# Oscillating Spindle Attachment for a Drill Press



## handystanley (Jun 4, 2010)

Does anyone know if there is an attachment that I can put on my drill press to make it an "oscillating" spindle sander?

Thanks!


----------



## BilltheDiver (Jul 2, 2010)

I have one made by Delta, but I don't think it is in production at this time. I was lucky enough to find it new in the box but previously owned at a local hardwood/hardware store. It actually works quite well and I have the advantage of changing the speed to whatever I want.
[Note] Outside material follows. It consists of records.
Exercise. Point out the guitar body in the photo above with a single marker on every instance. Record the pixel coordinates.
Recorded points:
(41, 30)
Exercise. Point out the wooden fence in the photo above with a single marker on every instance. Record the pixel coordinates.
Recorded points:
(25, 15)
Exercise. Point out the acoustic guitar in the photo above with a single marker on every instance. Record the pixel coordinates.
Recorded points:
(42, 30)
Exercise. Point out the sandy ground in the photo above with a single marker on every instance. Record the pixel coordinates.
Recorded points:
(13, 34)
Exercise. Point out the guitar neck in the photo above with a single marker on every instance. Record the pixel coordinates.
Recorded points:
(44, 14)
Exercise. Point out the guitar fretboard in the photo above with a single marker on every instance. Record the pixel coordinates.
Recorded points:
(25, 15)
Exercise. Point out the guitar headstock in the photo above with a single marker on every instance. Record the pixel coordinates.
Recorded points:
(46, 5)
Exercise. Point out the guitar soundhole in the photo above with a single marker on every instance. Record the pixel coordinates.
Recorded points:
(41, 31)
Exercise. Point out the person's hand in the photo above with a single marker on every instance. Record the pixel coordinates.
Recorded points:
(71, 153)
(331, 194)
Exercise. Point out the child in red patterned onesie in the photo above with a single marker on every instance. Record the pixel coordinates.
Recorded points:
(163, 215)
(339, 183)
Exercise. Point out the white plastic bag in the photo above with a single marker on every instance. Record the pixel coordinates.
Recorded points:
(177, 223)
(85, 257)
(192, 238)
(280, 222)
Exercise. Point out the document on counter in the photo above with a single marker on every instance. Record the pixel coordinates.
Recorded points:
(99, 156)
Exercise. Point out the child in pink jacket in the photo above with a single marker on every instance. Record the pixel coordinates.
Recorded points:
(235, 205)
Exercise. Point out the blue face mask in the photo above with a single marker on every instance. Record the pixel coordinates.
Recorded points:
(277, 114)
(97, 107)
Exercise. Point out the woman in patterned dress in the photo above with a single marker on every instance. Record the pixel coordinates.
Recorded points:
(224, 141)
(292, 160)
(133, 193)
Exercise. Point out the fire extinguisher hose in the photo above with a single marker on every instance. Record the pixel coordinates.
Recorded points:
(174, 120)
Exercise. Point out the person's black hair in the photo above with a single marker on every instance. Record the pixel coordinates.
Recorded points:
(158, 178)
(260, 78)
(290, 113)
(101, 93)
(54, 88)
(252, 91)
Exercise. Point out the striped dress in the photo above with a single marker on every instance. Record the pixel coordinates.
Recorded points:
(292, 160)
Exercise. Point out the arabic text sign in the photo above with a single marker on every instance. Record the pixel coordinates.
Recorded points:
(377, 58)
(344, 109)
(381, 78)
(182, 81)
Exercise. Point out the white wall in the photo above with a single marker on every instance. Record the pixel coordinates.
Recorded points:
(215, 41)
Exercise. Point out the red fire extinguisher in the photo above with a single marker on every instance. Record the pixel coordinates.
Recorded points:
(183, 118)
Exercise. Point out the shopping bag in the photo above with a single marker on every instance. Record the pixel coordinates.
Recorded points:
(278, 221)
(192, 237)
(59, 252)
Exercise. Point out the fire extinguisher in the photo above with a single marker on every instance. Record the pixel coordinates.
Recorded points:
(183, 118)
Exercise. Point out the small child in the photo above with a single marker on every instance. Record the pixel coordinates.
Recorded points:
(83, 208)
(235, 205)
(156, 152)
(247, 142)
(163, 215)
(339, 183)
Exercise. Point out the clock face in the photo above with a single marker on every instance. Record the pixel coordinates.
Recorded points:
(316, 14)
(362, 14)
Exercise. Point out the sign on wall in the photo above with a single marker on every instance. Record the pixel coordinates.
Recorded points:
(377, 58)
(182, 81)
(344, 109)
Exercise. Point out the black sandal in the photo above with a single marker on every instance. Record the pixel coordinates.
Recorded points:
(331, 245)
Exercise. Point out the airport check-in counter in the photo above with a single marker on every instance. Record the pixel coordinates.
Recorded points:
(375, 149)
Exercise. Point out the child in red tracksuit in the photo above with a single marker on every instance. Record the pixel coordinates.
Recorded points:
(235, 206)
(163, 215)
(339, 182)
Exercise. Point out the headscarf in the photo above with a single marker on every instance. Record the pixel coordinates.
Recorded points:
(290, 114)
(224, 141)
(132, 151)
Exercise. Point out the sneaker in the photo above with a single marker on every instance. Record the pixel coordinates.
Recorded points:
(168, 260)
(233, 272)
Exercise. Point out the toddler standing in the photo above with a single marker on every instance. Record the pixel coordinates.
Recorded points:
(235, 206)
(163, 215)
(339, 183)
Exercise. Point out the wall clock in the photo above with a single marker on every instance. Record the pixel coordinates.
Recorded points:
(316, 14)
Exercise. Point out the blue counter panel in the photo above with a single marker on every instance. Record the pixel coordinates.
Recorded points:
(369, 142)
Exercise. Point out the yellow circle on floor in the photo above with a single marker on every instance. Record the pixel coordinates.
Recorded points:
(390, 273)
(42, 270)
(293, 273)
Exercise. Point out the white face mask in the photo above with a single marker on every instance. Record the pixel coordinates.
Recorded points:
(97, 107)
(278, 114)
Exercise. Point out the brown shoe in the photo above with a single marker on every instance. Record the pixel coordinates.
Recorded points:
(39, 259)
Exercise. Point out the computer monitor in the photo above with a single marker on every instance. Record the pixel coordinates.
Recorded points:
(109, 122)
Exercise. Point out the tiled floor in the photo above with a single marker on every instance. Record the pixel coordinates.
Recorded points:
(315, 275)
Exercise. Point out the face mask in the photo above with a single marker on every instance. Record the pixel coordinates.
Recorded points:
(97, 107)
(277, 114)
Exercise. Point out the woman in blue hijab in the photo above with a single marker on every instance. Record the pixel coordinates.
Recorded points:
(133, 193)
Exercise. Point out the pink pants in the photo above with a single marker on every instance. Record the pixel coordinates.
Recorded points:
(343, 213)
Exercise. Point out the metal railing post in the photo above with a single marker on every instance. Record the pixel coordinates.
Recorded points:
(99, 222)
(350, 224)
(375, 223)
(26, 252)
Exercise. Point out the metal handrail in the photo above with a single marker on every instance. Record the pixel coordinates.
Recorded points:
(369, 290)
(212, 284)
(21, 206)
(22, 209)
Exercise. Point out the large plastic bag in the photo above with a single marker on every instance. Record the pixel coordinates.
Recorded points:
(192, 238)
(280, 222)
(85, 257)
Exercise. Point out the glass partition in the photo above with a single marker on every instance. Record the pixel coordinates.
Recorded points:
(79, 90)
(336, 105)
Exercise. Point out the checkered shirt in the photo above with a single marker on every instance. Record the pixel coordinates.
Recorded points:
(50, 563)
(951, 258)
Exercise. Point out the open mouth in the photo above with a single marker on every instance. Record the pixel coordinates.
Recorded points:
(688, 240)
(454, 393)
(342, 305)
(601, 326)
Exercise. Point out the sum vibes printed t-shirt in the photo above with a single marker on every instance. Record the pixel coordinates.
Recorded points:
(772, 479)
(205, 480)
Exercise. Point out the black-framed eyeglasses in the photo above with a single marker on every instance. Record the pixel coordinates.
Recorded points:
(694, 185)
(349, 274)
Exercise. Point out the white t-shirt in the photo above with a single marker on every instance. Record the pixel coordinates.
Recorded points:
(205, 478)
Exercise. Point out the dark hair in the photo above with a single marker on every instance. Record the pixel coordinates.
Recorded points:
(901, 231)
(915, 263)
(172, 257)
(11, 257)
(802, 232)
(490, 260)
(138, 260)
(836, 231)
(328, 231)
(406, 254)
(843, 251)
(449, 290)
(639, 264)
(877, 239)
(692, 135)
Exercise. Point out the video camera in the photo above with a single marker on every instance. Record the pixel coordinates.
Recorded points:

It only takes two thumbscrews to mount or dismount and when on it reduces the overall depth I can drill by about 3/4". I often leave it in place and just remove the drive belt when it is not in use.


----------



## handystanley (Jun 4, 2010)

Really!! I would really like to see a picture of it if you can provide me one.

Thanks!!


----------



## wee3 (Mar 6, 2012)

The above sounds pretty neat,ive used the reg.drums in d.press,with good results,clogs the paper fast though,good luck.


----------



## Sawkerf (Dec 31, 2009)

I've used sanding drums on a drill press, but have never seen one that would oscillate.


----------



## DamnYankee (May 21, 2011)

I have a kit made by Delta of various sizes that I use with my DP.


----------



## DamnYankee (May 21, 2011)

Go here http://www.amazon.com/DELTA-17-940-25-Piece-Sanding-Drum/dp/B00004Y9EV


----------



## handystanley (Jun 4, 2010)

At D'Yankee: I am looking for a drill press attachment that will oscillate the sanding drums you referenced. Thanks though.


----------



## Stephenw (Nov 14, 2011)




----------



## dmmflys (Nov 2, 2011)

I too have been woundering if they have made something like this and looked all over the web with no luck. But Stephenw u r a brilliant man. I love things that r easy to make and effective. I'm going to put somethign like this together soon. Thank you good sir.


----------



## Gshepherd (May 16, 2012)

If you guys are still interested in seeing one, I have one I could take out of the box and take some pics for you. I never used it or installed it cause I got crazy one day and bought the Oliver floor model.


----------



## BrentDH (Mar 27, 2013)

handystanley, did you ever find what you were looking for. I recently upgraded from the delta oscillating sander attachment on my drill press to the jet bench top version and have the attachment for sale. I know it fits the delta drill press and I think there were some other collars that would work on other size quills. If you are still interested please send me a message with an email and I can send some pictures and more information. I would have sent you a direct message but I need 5 posts before I can send a message. And I just became a lumberjocks member because I found your question when I googled "oscillating spindle sander attachment for drill press" to try and find out a reasonable price.


----------



## handystanley (Jun 4, 2010)

Since I originally posted my question…sometime ago…other remodeling and family priorities preceded my issue. Shop Notes did come out the plans for one recently….interested in seeing what you have. My email address is [email protected]

Thanks!


----------



## BrentDH (Mar 27, 2013)

Handystanley, I have sent you a couple emails with pictures of the delta attachment, but haven't heard back from you. Are they getting through or are they maybe getting weeded out by your spam filter?


----------



## IrreverentJack (Aug 13, 2010)

Stan, I believe you are referring to Delta Model 17-960. There is one on Ebay. -Jack


----------